The Chew co-host and author of Carnivore: 120 Recipes for Meat Lovers, Michael Symon, teaches us how to make some mouthwatering snacks for your Super Bowl celebration!
Pork & Ricotta Meatballs:
1/2 cup cubed day-old bread
1/4 cup whole milk
1 1/2 pounds of medium-ground pork (20% fat)
1/2 cup ricotta cheese
1 garlic clove, minced
2 tablespoons chopped fresh flat-leaf parsley
Grated zest of 1 lemon
1/2 teaspoon ground coriander
1/4 teaspoon ground cinnamon
1 teaspoon kosher salt
2 tablespoons olive oil
1/2 cup torn fresh basil leaves
1/4 freshly grated Parmesan cheese
Directions: In a medium bowl, soak the bread in the milk. After the bread has thoroughly absorbed the milk, remove it from the bowl, squeezing out any excess liquid with your hands.
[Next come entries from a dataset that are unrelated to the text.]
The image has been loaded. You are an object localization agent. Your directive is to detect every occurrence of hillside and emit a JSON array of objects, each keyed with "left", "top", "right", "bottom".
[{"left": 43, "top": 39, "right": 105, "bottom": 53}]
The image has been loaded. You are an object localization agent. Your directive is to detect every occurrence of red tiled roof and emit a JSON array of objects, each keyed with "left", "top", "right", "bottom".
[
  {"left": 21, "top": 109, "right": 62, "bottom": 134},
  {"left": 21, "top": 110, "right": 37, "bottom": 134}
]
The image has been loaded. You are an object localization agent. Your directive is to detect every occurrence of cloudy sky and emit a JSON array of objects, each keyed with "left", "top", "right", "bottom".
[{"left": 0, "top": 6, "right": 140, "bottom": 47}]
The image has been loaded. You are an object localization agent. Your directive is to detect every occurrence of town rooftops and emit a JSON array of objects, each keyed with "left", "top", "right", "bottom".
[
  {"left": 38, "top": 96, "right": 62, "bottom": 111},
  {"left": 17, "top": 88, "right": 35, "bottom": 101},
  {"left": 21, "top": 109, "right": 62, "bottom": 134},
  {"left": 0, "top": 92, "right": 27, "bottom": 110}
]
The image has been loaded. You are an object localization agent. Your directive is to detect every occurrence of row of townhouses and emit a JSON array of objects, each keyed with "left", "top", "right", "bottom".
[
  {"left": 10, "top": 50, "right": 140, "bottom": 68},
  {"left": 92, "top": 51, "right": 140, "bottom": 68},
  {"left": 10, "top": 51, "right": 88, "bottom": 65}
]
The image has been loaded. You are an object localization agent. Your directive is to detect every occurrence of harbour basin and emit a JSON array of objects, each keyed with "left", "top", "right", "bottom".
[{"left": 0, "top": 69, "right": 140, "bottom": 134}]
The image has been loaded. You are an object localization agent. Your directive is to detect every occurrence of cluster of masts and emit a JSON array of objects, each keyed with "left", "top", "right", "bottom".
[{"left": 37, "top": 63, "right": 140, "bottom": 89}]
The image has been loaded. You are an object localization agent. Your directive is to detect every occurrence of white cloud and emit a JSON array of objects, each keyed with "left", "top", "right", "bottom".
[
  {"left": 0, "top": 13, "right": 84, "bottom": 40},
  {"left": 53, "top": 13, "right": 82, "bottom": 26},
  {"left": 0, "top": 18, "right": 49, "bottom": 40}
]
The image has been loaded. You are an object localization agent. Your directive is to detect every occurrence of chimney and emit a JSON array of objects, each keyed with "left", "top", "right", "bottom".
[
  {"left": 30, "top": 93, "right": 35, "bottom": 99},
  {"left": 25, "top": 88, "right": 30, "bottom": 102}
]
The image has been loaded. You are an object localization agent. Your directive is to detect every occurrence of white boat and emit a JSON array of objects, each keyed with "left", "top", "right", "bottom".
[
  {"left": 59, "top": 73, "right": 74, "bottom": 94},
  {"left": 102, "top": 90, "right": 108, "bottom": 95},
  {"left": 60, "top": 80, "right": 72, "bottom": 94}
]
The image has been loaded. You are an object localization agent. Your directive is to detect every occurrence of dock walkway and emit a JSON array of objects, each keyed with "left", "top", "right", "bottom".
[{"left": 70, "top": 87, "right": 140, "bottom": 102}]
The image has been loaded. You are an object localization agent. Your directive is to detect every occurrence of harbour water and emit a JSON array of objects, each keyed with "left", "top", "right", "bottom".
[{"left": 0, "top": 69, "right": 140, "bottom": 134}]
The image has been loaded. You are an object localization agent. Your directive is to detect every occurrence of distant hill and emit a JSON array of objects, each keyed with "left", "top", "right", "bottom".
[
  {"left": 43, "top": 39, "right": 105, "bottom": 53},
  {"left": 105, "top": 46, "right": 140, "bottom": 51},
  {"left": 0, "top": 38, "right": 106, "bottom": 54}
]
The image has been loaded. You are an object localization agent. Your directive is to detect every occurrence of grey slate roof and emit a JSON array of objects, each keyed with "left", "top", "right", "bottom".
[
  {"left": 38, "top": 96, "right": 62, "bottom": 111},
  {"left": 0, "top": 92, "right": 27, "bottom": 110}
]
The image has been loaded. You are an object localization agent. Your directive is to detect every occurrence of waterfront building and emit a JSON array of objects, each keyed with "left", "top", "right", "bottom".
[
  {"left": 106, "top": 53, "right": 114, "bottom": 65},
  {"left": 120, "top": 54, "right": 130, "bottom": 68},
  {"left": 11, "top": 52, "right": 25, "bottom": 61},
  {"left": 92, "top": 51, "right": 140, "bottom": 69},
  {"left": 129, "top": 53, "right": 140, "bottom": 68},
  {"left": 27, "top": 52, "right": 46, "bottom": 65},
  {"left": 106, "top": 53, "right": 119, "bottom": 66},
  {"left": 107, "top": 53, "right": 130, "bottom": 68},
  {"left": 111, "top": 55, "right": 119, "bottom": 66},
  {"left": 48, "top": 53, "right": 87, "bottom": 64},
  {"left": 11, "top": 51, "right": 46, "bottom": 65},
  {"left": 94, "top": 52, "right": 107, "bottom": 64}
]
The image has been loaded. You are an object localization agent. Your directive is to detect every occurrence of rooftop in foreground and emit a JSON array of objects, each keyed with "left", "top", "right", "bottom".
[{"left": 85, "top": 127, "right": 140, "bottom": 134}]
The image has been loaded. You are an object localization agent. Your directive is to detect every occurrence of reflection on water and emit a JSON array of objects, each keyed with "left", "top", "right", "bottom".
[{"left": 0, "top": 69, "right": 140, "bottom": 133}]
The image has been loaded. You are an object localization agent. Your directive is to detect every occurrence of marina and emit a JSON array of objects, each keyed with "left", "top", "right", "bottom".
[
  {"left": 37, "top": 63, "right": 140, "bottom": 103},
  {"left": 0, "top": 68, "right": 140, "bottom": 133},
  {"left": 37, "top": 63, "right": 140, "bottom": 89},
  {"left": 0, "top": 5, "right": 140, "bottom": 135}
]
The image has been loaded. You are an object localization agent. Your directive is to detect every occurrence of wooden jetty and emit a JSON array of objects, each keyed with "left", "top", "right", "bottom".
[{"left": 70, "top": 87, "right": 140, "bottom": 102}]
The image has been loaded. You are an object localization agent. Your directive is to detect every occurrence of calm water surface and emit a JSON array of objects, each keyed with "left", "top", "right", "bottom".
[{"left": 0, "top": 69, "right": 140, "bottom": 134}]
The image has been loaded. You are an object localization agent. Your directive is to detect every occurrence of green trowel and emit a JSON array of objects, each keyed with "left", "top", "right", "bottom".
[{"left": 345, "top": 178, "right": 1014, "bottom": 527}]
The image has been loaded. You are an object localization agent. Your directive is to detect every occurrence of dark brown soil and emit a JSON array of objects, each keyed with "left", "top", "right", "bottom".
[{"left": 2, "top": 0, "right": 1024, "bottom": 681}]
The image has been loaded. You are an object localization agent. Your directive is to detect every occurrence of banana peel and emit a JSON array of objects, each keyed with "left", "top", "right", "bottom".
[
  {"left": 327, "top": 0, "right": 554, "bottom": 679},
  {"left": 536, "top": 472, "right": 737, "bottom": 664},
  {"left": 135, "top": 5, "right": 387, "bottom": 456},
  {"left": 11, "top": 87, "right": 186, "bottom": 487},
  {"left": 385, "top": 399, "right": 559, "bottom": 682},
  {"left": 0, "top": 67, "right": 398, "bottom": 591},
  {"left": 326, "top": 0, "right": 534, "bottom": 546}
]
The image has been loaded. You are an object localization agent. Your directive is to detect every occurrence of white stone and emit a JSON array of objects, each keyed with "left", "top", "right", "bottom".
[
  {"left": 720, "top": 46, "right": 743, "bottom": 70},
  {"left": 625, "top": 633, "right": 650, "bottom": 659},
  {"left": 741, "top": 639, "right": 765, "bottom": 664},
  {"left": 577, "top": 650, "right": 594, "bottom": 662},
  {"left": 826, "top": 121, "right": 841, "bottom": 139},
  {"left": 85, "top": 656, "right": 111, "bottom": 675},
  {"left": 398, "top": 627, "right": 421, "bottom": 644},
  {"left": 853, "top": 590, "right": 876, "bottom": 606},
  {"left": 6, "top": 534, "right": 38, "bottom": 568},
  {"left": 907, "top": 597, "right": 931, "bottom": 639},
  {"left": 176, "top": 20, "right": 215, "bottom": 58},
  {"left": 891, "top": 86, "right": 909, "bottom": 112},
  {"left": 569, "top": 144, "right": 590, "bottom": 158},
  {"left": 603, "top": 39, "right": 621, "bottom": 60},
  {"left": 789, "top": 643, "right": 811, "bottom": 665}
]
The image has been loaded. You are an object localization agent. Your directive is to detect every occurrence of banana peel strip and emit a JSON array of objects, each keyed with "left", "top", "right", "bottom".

In a large bowl, combine the pork, soaked bread, ricotta, garlic, shallot, parsley, lemon zest, coriander, cinnamon, and salt. Mix with your hands to combine. Form into meatballs with slightly damp hands. You should have about 12 to 15 meatballs.
In a frying pan, heat the olive oil over medium-high heat. Cook the meatballs for 2 to 3 minutes per side, until golden brown and cooked through. Remove to a large bowl, garnish with the basil leaves, and top with the Parmesan cheese.
Crab Tater Tots:
2 tablespoons unsalted butter
1/4 cup all-purpose flour
1 large egg
1 cup mashed potatoes
Canola oil, for deep-frying
1/2 pound lump crab meat
Panko bread crumbs, for breading
Directions: In a small saucepan, combine the butter with 1/4 cup water over high heat. When the water comes to a simmer and the butter is melted, add the flour. Reduce the heat to medium and stir until the resulting paste pulls away from the sides of the pan, 1 to 2 minutes.
Remove from the heat and allow to cool for 5 minutes. Add the egg to the pan and stir vigorously until the egg is incorporated into the flour mixture. Stir in the mashed potatoes and let cool.
Pour enough oil into a medium pot so that the oil comes 3-inches up the sides. Heat the oil to 350 degrees.
While the oil heats, gently fold the crab into the potato mixture; the lumpier the batter, the better! Using two soup spoons, shape the mixture into quenelles, or 2-inch footballs. (You should end up with about 35.)
Roll in the panko. Deep-fry, working in batches and turning once, until crisp, brown, and heated through, 2 to 3 minutes.
Place the tater tots on a paper towel and season with salt.